Self-Supervised Learning on Graphs

Supervised learning on graphs requires abundant labeled data, which is often expensive or impractical to obtain in many scenarios like social networks, biological networks, or knowledge graphs. Self-Supervised Learning (SSL) provides an alternative by learning meaningful node or graph representations directly from the unlabeled graph structure and features. The core idea is to design "pretext" tasks that can be solved using the graph data itself, forcing the GNN encoder to capture essential structural and semantic information without relying on external labels. These learned representations can then be transferred effectively to various downstream tasks through fine-tuning or direct use as features.
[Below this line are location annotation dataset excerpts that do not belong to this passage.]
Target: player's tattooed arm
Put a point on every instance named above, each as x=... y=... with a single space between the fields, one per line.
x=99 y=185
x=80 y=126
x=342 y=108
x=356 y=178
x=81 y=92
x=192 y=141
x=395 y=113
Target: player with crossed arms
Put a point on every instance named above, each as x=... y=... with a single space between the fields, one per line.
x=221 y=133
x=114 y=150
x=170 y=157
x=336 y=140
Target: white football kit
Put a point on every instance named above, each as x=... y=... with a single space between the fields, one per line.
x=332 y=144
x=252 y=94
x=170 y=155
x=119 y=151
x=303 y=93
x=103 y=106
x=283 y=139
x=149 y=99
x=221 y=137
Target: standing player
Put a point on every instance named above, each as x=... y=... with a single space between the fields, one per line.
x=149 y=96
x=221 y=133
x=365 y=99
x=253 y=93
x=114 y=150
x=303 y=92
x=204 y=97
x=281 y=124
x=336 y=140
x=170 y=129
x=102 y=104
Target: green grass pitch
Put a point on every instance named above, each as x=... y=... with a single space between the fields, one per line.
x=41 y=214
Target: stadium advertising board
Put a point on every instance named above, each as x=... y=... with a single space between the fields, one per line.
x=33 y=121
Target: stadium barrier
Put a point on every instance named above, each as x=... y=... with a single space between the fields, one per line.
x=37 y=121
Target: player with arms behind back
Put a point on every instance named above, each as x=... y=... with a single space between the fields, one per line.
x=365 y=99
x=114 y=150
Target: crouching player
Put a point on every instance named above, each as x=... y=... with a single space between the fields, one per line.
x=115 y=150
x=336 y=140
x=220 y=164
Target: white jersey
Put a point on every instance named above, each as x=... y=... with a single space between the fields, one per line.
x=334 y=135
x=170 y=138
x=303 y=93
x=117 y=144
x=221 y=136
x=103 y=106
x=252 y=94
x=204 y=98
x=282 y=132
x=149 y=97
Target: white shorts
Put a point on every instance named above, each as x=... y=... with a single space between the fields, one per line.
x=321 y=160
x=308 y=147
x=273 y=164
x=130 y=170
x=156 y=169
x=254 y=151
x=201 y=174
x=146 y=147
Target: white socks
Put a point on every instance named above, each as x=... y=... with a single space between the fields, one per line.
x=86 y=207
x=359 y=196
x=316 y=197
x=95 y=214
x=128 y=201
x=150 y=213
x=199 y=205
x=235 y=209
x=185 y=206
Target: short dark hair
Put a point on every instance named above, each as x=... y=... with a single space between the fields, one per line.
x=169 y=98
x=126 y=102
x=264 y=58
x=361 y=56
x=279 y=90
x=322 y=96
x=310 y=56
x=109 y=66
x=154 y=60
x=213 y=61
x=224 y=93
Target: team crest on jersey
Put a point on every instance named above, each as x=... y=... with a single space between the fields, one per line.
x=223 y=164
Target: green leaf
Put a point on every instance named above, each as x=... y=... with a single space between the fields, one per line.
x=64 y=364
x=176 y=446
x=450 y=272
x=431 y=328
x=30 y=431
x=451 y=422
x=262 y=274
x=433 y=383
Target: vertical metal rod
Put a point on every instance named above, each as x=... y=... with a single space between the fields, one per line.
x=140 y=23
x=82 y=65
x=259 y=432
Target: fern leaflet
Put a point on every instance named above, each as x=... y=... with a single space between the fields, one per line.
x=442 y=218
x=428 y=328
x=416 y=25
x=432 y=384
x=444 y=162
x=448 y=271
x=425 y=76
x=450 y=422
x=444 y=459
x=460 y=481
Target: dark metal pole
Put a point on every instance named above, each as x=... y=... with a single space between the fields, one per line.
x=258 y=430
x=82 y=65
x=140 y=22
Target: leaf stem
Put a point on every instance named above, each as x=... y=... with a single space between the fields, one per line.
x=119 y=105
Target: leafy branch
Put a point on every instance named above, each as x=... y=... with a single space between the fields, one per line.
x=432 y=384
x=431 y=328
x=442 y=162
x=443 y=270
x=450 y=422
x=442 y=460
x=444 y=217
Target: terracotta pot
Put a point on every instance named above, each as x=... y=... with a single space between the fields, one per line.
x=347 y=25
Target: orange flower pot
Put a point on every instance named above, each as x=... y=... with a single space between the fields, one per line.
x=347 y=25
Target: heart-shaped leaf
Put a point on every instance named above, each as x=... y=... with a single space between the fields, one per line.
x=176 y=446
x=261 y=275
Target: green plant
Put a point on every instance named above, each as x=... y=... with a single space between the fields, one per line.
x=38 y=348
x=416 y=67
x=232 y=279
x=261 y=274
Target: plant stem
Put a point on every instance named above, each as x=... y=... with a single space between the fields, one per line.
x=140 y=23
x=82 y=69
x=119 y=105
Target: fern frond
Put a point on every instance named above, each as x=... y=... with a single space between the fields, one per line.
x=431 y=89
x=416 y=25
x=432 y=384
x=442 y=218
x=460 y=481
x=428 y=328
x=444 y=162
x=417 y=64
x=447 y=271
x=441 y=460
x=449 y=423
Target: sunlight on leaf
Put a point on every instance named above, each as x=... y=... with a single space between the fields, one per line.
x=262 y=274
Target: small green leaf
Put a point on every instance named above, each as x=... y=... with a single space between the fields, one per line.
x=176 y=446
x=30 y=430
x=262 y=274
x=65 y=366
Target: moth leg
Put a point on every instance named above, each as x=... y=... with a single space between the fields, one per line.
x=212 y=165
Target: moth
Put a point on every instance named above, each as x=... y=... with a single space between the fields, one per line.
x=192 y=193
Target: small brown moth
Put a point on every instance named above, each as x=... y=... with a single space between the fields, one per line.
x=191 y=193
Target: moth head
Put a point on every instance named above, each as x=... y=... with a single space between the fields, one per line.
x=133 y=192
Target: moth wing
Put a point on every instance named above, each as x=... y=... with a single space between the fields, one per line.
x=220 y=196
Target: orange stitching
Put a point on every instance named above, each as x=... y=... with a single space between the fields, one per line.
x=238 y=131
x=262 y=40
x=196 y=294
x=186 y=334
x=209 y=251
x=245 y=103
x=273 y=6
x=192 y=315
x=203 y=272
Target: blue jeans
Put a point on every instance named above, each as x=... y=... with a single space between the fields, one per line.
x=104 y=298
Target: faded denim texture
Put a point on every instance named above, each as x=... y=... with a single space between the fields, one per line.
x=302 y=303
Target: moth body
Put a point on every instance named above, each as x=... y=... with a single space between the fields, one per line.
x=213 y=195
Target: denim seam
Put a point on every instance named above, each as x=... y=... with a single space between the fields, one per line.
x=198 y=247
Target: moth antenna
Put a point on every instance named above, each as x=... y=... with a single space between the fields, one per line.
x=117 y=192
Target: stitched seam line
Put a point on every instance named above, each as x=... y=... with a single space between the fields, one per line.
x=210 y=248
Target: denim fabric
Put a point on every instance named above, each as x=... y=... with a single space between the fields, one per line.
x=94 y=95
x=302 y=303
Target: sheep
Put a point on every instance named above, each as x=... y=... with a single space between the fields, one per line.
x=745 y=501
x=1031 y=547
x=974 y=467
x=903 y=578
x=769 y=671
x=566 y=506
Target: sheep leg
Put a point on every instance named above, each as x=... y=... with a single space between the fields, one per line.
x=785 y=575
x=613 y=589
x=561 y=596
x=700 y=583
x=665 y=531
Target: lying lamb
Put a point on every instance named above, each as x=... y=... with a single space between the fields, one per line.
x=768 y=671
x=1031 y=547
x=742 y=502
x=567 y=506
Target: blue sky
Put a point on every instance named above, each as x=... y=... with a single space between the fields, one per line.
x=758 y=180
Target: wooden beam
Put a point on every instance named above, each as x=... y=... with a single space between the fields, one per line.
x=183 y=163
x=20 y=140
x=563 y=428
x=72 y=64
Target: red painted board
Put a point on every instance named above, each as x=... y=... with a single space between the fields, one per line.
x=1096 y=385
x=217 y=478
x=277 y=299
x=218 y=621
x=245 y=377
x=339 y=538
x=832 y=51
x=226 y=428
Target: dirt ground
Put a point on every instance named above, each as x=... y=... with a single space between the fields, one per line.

The Rationale for SSL on Graphs

Graph data possesses rich intrinsic structure and features that can be exploited for self-supervision. Unlike images or text where augmentations like rotation or cropping have standard interpretations, defining meaningful augmentations and pretext tasks for graphs requires careful consideration of their unique properties. The goal is to generate supervisory signals from the graph itself to train a GNN encoder.

Common SSL Strategies for Graphs

Two primary categories dominate SSL on graphs: contrastive methods and predictive methods.

Contrastive Learning

Contrastive learning aims to learn representations by maximizing the agreement between differently augmented "views" of the same graph entity (node, subgraph, or whole graph) while simultaneously minimizing the agreement with views from different entities ("negative samples").

Data Augmentation: Creating different views of the graph is fundamental. Common graph augmentation techniques include:
- Node Dropping: Randomly removing a fraction of nodes.
- Edge Perturbation: Randomly adding or removing edges.
- Attribute Masking: Randomly masking out a fraction of node features.
- Subgraph Sampling: Extracting subgraphs centered around specific nodes. The choice of augmentation significantly impacts the learned representations, often requiring domain-specific tuning.
Contrastive Objective: The GNN encoder, $f_\theta$ , maps augmented graph views to embeddings. A popular objective is InfoNCE (Noise Contrastive Estimation), which encourages the similarity (e.g., cosine similarity) between positive pairs (different views of the same entity, $z_i, z_j$ ) to be high, while being low for negative pairs (views from different entities, $z_i, z_k$ ). Often, a non-linear projection head, $g_\phi$ , is applied to the embeddings ( $h = g_\phi(z)$ ) before calculating the contrastive loss:
$\mathcal{L}_{i} = -\log \frac{\exp(\text{sim}(h_i, h_j)/\tau)}{\exp(\text{sim}(h_i, h_j)/\tau) + \sum_{k \neq i} \exp(\text{sim}(h_i, h_k)/\tau)}$
Here, $\tau$ is a temperature hyperparameter scaling the similarities.
Methods:
- GraphCL: Applies various augmentations (node dropping, edge perturbation, etc.) at the graph level for graph classification pre-training.
- GRACE (Graph Representation Learning with Adaptive Corruptions and Estimation): Focuses on node-level contrastive learning by generating two views via augmentations and contrasting node representations within and across views.
- InfoGraph: Contrasts graph-level representations with patch-level (node) representations derived from the same graph to maximize mutual information.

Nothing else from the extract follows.